止めていた手をふたたび動かして、女中たちは仕事を再開した。てきぱきと部屋を片付けながら、口だけ動かす。
「もしかしたらいつか、このお屋敷が襲撃される可能性もあるんでしょう? そうなったらわたしたち女中は悲鳴を上げることしかできません。一人でも多く、強い方がいてくださらないと」
「そうですよ。あてにしてるんですから、その時にはしっかり守ってくださいましね」
「それにせっかくお衣装をあつらえたのに、無駄にしないでくださいまし。エチエンヌ様のものが、いちばん手がかかってるんですよ。お使いになる武器を考えて、仕立屋にものすごく不審がられながら、頑張って説明したんですから」
エチエンヌも、その隣に並ぶメロディも、呆気に取られるほど彼女たちの立ち直りは早かった。セシルたちにしても意外の念を禁じ得ない。この場でもっとも順応力があるのは女中たちだった。

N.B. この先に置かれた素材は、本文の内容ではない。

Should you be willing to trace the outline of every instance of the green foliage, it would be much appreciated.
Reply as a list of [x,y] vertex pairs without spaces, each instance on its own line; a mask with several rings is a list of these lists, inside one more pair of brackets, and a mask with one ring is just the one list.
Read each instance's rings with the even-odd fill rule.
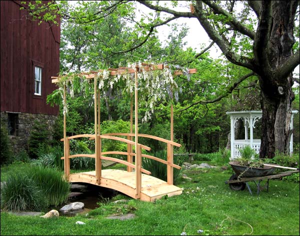
[[299,168],[299,154],[289,156],[276,152],[273,160],[276,164],[282,166]]
[[256,154],[255,150],[248,146],[246,146],[242,148],[239,148],[238,150],[240,153],[240,158],[248,161],[253,158]]
[[70,186],[54,169],[26,165],[8,174],[1,187],[1,206],[10,210],[42,211],[66,202]]
[[1,186],[1,208],[12,211],[44,208],[43,193],[36,181],[24,172],[11,173]]
[[46,124],[34,120],[28,140],[28,153],[32,158],[36,158],[40,152],[48,148],[49,136]]
[[68,200],[70,185],[60,172],[52,168],[32,166],[26,174],[40,189],[47,206],[58,206]]
[[48,150],[42,150],[38,152],[37,159],[32,160],[33,163],[45,168],[64,170],[64,160],[60,158],[64,156],[64,150],[59,145],[50,147]]
[[228,164],[230,161],[230,151],[226,148],[221,148],[218,152],[208,154],[196,154],[194,160],[211,161],[218,166]]
[[4,164],[10,163],[12,160],[12,147],[8,139],[8,135],[6,126],[1,120],[1,133],[0,135],[0,164],[2,166]]
[[87,157],[72,158],[70,160],[70,166],[72,170],[94,170],[95,159]]
[[[159,150],[150,154],[162,160],[167,160],[166,152],[164,150]],[[182,163],[180,163],[178,156],[174,156],[173,162],[180,166]],[[167,178],[167,166],[163,163],[160,162],[152,159],[143,158],[142,159],[142,166],[145,170],[151,172],[151,175],[160,180],[166,181]],[[173,168],[173,182],[176,184],[178,180],[181,173],[181,169],[178,170]]]
[[15,162],[28,162],[30,160],[30,158],[28,152],[26,150],[22,150],[16,154],[14,156]]
[[[102,134],[116,132],[130,133],[130,122],[119,120],[116,121],[104,120],[101,124]],[[122,138],[126,138],[126,137]],[[102,139],[102,142],[103,152],[127,152],[127,144],[104,138]]]
[[[114,200],[122,198],[128,201],[102,202],[101,207],[88,215],[58,219],[20,216],[2,210],[1,234],[34,235],[38,232],[39,235],[166,236],[180,235],[184,231],[187,235],[198,236],[299,234],[298,183],[286,184],[272,180],[268,192],[262,190],[258,196],[254,191],[252,196],[247,188],[233,191],[224,184],[231,172],[216,168],[186,170],[184,173],[192,180],[180,180],[182,194],[154,202],[119,194]],[[252,190],[256,189],[255,183],[248,184]],[[127,220],[106,218],[128,212],[134,213],[136,217]],[[74,225],[78,220],[86,224]],[[202,234],[198,232],[200,230]]]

懸命に働いて日々の糧を得る人々は、とても現実的でたくましいのだということを、彼らは学ぶことになる。
フェビアンがいつもの調子で明るくしめくくった。
「言いたいこと全部女の子たちが言ってくれたから、もういいや。そっちも他に言うことない? じゃ、これで終わりということで」
「終わりって……いいのかよ」
「男がいつまでもぐじぐじ言ってない。女の子なら付き合うけど、いくら美人でも男にサービスする気はないよ」
とまどうエチエンヌをそっけなくあしらい、彼は話を変えた。
「でもさ、なんで仮縫いなしで仕上げちゃったの? 僕らが帰ってくるまで待てばよかったじゃないか」
問われたドナが、少し困った顔をした。
「そのとおりなんですけど、それだと間に合わないかもしれなかったので……」
「間に合うって、何に?」
聞いていてメロディは首をかしげた。式典はもう終わったし、そもそも薔薇の騎士に出番はなかった。他に礼装が必要な、何があるのだろう。

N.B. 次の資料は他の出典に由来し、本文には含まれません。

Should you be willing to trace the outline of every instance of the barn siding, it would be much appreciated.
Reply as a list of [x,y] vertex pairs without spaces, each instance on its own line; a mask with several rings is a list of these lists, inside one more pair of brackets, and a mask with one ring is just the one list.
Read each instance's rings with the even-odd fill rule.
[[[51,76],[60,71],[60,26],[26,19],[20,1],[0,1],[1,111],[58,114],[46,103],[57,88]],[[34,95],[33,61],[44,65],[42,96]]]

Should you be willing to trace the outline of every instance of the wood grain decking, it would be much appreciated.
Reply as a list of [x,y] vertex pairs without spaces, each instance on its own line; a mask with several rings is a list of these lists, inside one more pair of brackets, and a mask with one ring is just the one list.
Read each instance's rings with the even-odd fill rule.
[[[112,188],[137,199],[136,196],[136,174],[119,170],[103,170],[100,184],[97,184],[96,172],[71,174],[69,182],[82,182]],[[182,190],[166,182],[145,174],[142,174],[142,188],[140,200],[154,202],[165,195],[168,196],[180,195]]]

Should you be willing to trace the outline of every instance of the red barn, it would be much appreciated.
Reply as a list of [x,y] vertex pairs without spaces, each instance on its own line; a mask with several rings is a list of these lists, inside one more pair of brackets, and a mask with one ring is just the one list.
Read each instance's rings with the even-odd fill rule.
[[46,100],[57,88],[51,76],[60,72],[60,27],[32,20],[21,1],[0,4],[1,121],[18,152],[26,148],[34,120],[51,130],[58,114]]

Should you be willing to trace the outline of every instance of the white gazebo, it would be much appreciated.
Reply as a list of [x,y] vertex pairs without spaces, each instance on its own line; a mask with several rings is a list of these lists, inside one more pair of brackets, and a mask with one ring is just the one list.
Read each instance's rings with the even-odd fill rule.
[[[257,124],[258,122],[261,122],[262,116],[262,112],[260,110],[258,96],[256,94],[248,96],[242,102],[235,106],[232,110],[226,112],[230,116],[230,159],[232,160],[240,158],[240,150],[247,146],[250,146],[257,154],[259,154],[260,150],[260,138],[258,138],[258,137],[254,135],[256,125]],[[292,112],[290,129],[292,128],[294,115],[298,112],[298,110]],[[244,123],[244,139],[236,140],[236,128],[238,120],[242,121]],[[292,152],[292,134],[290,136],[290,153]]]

どうやら知っているらしいセシルとナサニエルが、意味ありげな視線を交わした。空気を読んで女中たちは口を閉ざす。一同を見回し、何か気付いたらしいフェビアンがにんまり笑った。それへわざとらしく、セシルが黙れとしぐさで命じる。
「なんですか?」
メロディが訊ねても答えてくれる人はいなかった。女中たちは追及されないうちに、そそくさと部屋を出ていってしまう。フェビアンはにやにやするばかりだ。セシルとナサニエルも似たような態度だった。
「んだよ、気持ち悪ぃな」
わかっていないのはメロディとエチエンヌだけで、むくれる少年少女をセシルがなだめる。
「すぐにわかるよ。そう、明日になればね」
「あした?」
メロディとエチエンヌは顔を見合わせる。その後はもう何を聞いても答えてもらえず、すっかりすねてしまったメロディの機嫌をとろうとセシルが頑張る場面があったりもしたが、結局種明かしはされず翌日へと持ち越されたのだった。